Olympus, a global technology leader in designing and delivering innovative solutions for medical and surgical procedures, announced today its support for new lung cancer screening guidelines that could open more at-risk individuals to potentially life-saving scans.
November marks Lung Cancer Awareness Month, and recent changes by the United States Preventive Services Task Force (USPSTF) means about 14 million Americans now qualify as high-risk for lung cancer and are recommended to receive annual low-dose computed tomography (LDCT) scans.1
Earlier this year, the USPSTF expanded its guidelines for annual lung cancer screenings and now recommends screenings for adults ages 50 to 80 who have a 20 pack-year smoking history and currently smoke or have quit within the past 15 years.2 A person’s pack-year is determined by the number of packs of cigarettes smoked per day multiplied by the number of years they smoked. For instance, 20 pack-years is equal to one pack a day for 20 years or two packs a day for 10 years. The recommendation had previously been 30 pack-years for ages 55 to 80.
Lung cancer symptoms usually do not appear until the disease is already at an advanced stage, and detection in its later stages makes the prognosis poor, highlighting the need for detecting the disease at an earlier stage through annual screenings, according to the American Cancer Society. The American Lung Association reports that 47% of lung cancer cases are not caught until later stages when the five-year survival rate is just 6%.3
The national screening rate for those considered at high risk currently stands at only 5.7 percent.4 A key to increasing screening rates could lie in streamlining what can be a cumbersome shared-decision process, according to Dr. Gerard Criner, chair and a professor of thoracic medicine and surgery at the Lewis Katz School of Medicine at Temple University and director of the Temple Lung Center.
He advocates a simpler process that includes developing an easily understandable, scripted communication made available to patients in writing or via video to replace a face-to-face consultation.
“I’ve had a couple of colonoscopies and I’ve never had to meet a gastroenterologist to talk to me about the risk and benefits,” Criner said. “Women have a mammography and they don’t have to do that either. So, that means the patients have another kind of barrier that they have to go through before they get the test done.”
Along with low-dose CT scans that can detect potential abnormalities, Endobronchial Ultrasound (EBUS) Bronchoscopes, including those made by Olympus, allow for a minimally invasive diagnosis and lung cancer staging via a needle biopsy. A recent pilot study5 has shown the safety and effectiveness of certain needles in gathering tissue samples critical to determining treatment of non-small cell lung cancer (NSCLC).

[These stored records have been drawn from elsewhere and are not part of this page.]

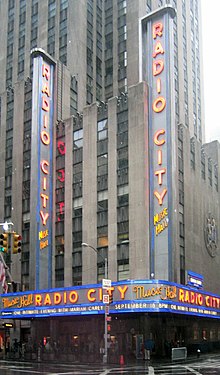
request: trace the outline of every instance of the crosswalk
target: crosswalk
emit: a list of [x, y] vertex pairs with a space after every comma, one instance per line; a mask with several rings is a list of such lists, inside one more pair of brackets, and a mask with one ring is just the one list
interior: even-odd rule
[[0, 374], [7, 375], [220, 375], [220, 355], [184, 363], [155, 364], [140, 362], [136, 364], [46, 364], [0, 361]]
[[[205, 359], [191, 361], [188, 363], [170, 363], [166, 365], [134, 365], [127, 366], [124, 368], [112, 368], [109, 369], [105, 374], [109, 375], [125, 375], [125, 374], [135, 374], [135, 375], [220, 375], [220, 357], [216, 359]], [[104, 373], [103, 373], [104, 375]]]
[[207, 358], [183, 364], [170, 364], [166, 366], [149, 366], [148, 375], [220, 375], [220, 358]]

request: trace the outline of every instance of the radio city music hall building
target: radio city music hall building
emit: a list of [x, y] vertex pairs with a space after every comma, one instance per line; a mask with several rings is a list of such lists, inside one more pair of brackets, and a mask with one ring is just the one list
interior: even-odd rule
[[[33, 15], [42, 20], [34, 3]], [[49, 25], [56, 2], [48, 4]], [[71, 5], [61, 4], [60, 22], [74, 17]], [[94, 4], [98, 15], [101, 2]], [[127, 25], [123, 85], [106, 57], [103, 94], [95, 100], [84, 59], [82, 74], [73, 75], [65, 59], [36, 47], [32, 78], [1, 95], [0, 214], [22, 234], [21, 254], [4, 255], [17, 283], [17, 291], [1, 295], [2, 323], [14, 325], [6, 332], [11, 341], [50, 337], [70, 355], [93, 342], [98, 353], [107, 258], [109, 340], [117, 337], [121, 353], [138, 357], [143, 338], [154, 340], [156, 353], [165, 352], [165, 342], [189, 350], [219, 345], [219, 142], [202, 142], [202, 95], [193, 101], [193, 84], [198, 94], [202, 82], [191, 85], [184, 76], [185, 51], [176, 40], [180, 5], [155, 6], [146, 15], [140, 4], [118, 1], [118, 13], [105, 4], [106, 17], [121, 14]], [[192, 4], [196, 38], [200, 13]], [[184, 34], [189, 4], [181, 6]], [[16, 19], [12, 2], [3, 7], [9, 21], [13, 9]], [[114, 55], [119, 65], [120, 58]]]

EBUS-TBNA (Endobronchial Ultrasound-guided Transbronchial Needle Aspiration) is a procedure used in the diagnosis and staging of lung cancer, allowing physicians to visualize diseased tissue, lymph nodes or lesions beyond the walls of the airways. EBUS-TBNA has proved a less invasive method to diagnose and stage lung cancer, allowing for targeted lung cancer therapies.
As more diagnostic modalities become available, more studies are emerging evaluating new lung cancer-focused procedures. Today, physicians are increasingly presenting cases6,7 in which ElectroMagnetic Navigation Bronchoscopy (ENB) is discussed as another route to improve patient care. Olympus recently acquired Veran Medical Technologies® for its single-use bronchoscope offerings as well as its SPiN Thoracic Navigation System® that allows for enhanced guidance for peripheral lung nodules.8 A broad range of offerings may help providers improve the procedure flow along the patient pathway.

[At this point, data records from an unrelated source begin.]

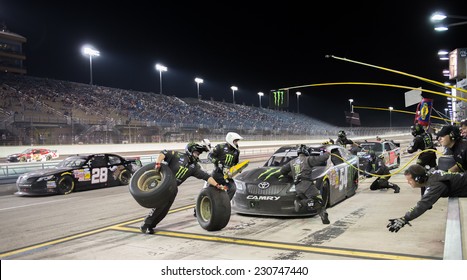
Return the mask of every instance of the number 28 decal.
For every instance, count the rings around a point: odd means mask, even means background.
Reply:
[[[91,184],[105,183],[107,182],[107,167],[94,168],[92,170]]]

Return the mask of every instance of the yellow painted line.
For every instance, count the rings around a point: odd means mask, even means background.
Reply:
[[[184,207],[170,210],[169,213],[179,212],[179,211],[191,209],[193,207],[194,205],[187,205]],[[89,235],[101,233],[101,232],[108,231],[108,230],[119,230],[119,231],[140,233],[139,228],[127,227],[126,225],[140,222],[143,219],[144,218],[134,219],[131,221],[100,228],[97,230],[91,230],[88,232],[75,234],[75,235],[64,237],[64,238],[59,238],[53,241],[48,241],[48,242],[36,244],[33,246],[28,246],[28,247],[17,249],[17,250],[12,250],[12,251],[0,254],[0,259],[12,256],[12,255],[16,255],[16,254],[25,253],[28,251],[40,249],[43,247],[56,245],[59,243],[78,239],[81,237],[86,237]],[[194,240],[202,240],[202,241],[211,241],[211,242],[220,242],[220,243],[230,243],[230,244],[237,244],[237,245],[244,245],[244,246],[255,246],[255,247],[262,247],[262,248],[269,248],[269,249],[292,250],[292,251],[301,251],[301,252],[315,253],[315,254],[327,254],[327,255],[355,257],[355,258],[365,258],[365,259],[384,259],[384,260],[435,259],[435,258],[428,258],[428,257],[424,258],[424,257],[386,254],[386,253],[378,253],[378,252],[366,252],[366,251],[351,250],[351,249],[315,247],[315,246],[307,246],[307,245],[300,245],[300,244],[287,244],[287,243],[278,243],[278,242],[272,242],[272,241],[249,240],[249,239],[241,239],[241,238],[233,238],[233,237],[222,237],[222,236],[202,235],[202,234],[182,233],[182,232],[172,232],[172,231],[156,231],[154,235],[194,239]]]
[[[175,212],[183,211],[183,210],[190,209],[190,208],[193,208],[193,207],[194,207],[194,205],[188,205],[188,206],[184,206],[184,207],[180,207],[180,208],[170,210],[169,213],[175,213]],[[24,248],[21,248],[21,249],[16,249],[16,250],[4,252],[4,253],[0,254],[0,259],[12,256],[12,255],[16,255],[16,254],[21,254],[21,253],[28,252],[28,251],[40,249],[40,248],[43,248],[43,247],[56,245],[56,244],[59,244],[59,243],[67,242],[67,241],[78,239],[78,238],[81,238],[81,237],[93,235],[93,234],[96,234],[96,233],[101,233],[101,232],[104,232],[104,231],[107,231],[107,230],[121,229],[121,226],[138,223],[138,222],[141,222],[142,220],[144,220],[144,218],[139,218],[139,219],[127,221],[127,222],[124,222],[124,223],[120,223],[120,224],[116,224],[116,225],[112,225],[112,226],[108,226],[108,227],[104,227],[104,228],[100,228],[100,229],[96,229],[96,230],[91,230],[91,231],[87,231],[87,232],[67,236],[67,237],[64,237],[64,238],[55,239],[55,240],[52,240],[52,241],[39,243],[39,244],[36,244],[36,245],[24,247]],[[139,232],[139,229],[137,231]]]
[[[139,229],[136,229],[136,228],[114,227],[114,229],[123,230],[123,231],[131,231],[131,232],[139,232]],[[167,236],[167,237],[178,237],[178,238],[194,239],[194,240],[203,240],[203,241],[212,241],[212,242],[221,242],[221,243],[230,243],[230,244],[245,245],[245,246],[255,246],[255,247],[262,247],[262,248],[269,248],[269,249],[281,249],[281,250],[302,251],[302,252],[316,253],[316,254],[366,258],[366,259],[383,259],[383,260],[430,260],[430,259],[434,259],[434,258],[412,257],[412,256],[377,253],[377,252],[365,252],[365,251],[352,250],[352,249],[315,247],[315,246],[308,246],[308,245],[287,244],[287,243],[278,243],[278,242],[271,242],[271,241],[249,240],[249,239],[241,239],[241,238],[233,238],[233,237],[202,235],[202,234],[173,232],[173,231],[156,231],[154,232],[154,235]]]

“Advances in minimally invasive diagnostic tools help oncologists make timely diagnoses that allow for targeted lung cancer treatments,” said Lynn Ray, Vice President and General Manager of the Global Respiratory Business Unit for Olympus Corporation. “Widening the pool of at-risk individuals eligible for low-dose CT scans is an important step to assuring people receive the treatment they need.”
Most private insurance plans and Medicare pay for annual screenings for eligible patients. The American Cancer Society recommends people check with their individual state Medicaid offices to learn about what services are provided for cancer screening tests. Those who qualify as high-risk should consult with their physician on the benefits and risks associated with lung-cancer screenings and the best individual course of action.